Nossas crianças não têm apenas uma educação deficiente, em face de políticas educacionais insuficientes. Como aponta o relatório “Tiro no Futuro”, recentemente publicado pelo Centro de Estudos de Segurança Pública e Cidadania (CESeC), a violência, em grande medida decorrente de uma política equivocada de “guerra às drogas”, tem tido um forte impacto sobre a trajetória educacional, psíquica e social de jovens que vivem em comunidades, encontrando-se expostas ao tráfico, a operações policiais bélicas, tiroteios e balas perdidas.
Nada menos do que 1.115 escolas públicas ficaram expostas aos 4.346 episódios de trocas de tiros registrados na cidade do Rio de Janeiro, em 2019. Os alunos de 57% dessas escolas presenciaram dez tiroteios; de 11% das escolas, 30 tiroteios; já as crianças de 0,3% dessas escolas ficaram expostas a 95 casos de troca de tiros em um único ano.
Os pesquisadores apontaram as perdas educacionais coletadas junto à secretaria de educação e estimaram as perdas econômicas decorrentes da exposição à violência.
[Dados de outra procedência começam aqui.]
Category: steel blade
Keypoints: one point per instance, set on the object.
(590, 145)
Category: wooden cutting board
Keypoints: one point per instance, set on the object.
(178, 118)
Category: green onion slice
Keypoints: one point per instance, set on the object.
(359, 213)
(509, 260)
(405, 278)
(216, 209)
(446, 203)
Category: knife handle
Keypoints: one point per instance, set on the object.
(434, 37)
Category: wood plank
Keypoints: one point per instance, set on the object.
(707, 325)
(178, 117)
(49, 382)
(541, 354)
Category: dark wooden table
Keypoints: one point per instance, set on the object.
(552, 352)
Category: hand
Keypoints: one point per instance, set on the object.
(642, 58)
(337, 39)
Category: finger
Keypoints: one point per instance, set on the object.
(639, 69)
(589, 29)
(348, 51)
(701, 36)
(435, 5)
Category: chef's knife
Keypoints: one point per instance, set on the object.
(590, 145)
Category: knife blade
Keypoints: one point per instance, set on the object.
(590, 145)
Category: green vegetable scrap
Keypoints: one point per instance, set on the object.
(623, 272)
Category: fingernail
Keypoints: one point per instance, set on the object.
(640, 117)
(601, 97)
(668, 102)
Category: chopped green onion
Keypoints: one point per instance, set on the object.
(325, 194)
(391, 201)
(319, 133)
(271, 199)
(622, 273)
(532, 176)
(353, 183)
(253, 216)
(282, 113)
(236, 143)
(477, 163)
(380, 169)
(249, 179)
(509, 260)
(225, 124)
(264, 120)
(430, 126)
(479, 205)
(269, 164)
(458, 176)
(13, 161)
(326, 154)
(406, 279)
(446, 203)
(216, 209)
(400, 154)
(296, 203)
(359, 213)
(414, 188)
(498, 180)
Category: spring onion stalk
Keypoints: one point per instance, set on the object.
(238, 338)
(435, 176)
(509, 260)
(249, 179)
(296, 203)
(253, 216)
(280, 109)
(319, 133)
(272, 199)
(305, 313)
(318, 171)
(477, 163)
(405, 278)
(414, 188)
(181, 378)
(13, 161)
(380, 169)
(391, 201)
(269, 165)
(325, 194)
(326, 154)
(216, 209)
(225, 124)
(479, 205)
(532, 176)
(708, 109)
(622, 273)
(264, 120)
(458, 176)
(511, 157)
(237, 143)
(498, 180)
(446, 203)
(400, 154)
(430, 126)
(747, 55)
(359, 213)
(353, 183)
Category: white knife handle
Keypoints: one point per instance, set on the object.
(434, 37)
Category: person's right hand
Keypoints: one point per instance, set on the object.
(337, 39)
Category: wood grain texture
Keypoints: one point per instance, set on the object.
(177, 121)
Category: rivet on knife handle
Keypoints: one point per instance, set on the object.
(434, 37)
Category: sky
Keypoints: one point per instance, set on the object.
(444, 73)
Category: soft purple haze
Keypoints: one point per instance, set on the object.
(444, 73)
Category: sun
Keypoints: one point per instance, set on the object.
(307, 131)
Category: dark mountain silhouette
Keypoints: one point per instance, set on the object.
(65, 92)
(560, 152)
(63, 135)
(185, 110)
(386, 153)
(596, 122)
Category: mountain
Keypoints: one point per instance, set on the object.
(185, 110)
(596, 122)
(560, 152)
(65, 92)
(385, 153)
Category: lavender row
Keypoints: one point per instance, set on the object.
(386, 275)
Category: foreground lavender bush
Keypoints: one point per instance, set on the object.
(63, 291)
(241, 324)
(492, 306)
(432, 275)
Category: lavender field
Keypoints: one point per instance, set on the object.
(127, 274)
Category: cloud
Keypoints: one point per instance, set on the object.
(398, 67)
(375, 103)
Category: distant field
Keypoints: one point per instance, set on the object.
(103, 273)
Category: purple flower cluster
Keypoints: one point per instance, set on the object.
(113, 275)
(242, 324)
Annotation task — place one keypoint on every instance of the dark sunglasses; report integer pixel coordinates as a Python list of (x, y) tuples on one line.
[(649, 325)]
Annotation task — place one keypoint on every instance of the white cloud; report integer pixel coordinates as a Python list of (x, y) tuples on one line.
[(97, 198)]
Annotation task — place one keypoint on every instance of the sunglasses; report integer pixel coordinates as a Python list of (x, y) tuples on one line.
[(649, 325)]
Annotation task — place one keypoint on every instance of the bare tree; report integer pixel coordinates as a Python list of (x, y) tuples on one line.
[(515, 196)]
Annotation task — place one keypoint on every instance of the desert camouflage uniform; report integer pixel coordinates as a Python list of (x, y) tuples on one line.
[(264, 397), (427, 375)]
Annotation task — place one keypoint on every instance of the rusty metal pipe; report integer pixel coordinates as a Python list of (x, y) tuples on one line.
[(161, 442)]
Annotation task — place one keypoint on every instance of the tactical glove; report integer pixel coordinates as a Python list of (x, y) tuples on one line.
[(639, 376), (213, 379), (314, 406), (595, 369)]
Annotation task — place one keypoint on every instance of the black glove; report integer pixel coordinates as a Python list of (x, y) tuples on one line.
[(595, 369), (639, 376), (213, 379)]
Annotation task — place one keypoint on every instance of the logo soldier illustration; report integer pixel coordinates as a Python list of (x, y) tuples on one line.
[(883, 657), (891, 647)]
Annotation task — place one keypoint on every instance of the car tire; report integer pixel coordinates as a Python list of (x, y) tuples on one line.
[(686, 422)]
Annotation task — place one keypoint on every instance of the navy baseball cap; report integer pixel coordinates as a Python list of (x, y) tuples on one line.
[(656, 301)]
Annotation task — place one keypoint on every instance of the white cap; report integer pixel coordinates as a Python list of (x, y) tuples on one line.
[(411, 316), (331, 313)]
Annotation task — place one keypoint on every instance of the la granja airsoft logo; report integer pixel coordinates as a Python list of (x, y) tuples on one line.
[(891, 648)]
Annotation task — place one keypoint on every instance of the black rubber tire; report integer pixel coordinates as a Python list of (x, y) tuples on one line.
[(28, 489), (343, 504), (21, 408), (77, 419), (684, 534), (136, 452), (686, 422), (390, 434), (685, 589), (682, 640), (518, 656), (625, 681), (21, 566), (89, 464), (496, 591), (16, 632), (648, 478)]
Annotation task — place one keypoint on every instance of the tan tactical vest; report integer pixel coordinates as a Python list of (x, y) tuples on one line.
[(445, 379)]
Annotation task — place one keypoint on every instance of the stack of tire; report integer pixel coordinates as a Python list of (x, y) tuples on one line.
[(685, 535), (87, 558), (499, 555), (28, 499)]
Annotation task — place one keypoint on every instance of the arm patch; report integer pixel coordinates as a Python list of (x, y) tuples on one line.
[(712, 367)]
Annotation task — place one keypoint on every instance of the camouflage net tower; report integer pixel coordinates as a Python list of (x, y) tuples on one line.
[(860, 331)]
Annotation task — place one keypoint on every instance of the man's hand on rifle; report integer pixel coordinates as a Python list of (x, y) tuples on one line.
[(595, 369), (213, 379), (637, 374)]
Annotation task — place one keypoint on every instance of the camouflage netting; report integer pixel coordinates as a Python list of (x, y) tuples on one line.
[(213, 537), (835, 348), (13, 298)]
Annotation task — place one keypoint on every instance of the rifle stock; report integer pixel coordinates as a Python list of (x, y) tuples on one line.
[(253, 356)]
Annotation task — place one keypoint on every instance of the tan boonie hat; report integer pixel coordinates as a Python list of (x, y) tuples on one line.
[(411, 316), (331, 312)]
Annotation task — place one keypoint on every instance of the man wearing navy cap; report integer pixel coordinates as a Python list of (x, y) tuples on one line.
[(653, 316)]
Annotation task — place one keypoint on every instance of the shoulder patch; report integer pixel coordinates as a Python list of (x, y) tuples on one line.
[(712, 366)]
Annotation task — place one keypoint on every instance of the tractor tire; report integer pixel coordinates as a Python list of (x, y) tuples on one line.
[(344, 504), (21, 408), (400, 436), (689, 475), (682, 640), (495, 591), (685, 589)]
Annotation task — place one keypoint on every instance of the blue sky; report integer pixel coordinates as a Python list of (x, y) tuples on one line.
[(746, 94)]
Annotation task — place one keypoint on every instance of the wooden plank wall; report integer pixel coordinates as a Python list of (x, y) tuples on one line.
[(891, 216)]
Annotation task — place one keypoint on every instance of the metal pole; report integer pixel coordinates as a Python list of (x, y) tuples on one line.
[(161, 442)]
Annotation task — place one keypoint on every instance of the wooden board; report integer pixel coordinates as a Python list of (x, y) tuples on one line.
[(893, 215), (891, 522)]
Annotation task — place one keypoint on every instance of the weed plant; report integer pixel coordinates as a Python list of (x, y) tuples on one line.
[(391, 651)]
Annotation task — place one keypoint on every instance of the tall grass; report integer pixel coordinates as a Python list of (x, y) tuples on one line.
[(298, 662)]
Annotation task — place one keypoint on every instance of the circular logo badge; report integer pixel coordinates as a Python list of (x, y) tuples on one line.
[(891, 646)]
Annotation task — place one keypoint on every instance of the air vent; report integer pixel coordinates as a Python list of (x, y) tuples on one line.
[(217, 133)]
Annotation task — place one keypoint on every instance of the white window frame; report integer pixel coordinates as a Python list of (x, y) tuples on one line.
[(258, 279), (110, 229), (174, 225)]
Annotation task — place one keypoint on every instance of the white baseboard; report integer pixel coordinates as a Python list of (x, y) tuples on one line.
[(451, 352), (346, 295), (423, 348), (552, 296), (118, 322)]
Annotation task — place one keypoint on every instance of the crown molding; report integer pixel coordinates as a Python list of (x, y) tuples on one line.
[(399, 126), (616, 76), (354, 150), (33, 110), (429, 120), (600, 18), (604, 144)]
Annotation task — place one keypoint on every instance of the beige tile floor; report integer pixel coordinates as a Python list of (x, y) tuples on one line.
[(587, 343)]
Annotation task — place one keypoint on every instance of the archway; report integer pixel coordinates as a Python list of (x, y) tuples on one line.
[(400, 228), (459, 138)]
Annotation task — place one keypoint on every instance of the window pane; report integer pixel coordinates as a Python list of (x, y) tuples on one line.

Indicam, no entanto, que há inúmeras outras sequelas que acompanharão esses alunos ao longo de suas vidas.
Chamo a atenção, aqui, para a dificuldade que essas crianças, que não tiveram seus direitos mais básicos respeitados, terão em se conformar ao Estado de Direito. A insinceridade dos adultos e do Estado brasileiro no cumprimento de suas obrigações morais e legais em nada favorecerá a que esses jovens reconheçam os códigos de respeito recíproco indispensáveis numa sociedade democrática. Sem que sejamos capazes de reconfigurar nosso projeto de desenvolvimento, estaremos conspirando contra o futuro de nossos próprios filhos e netos.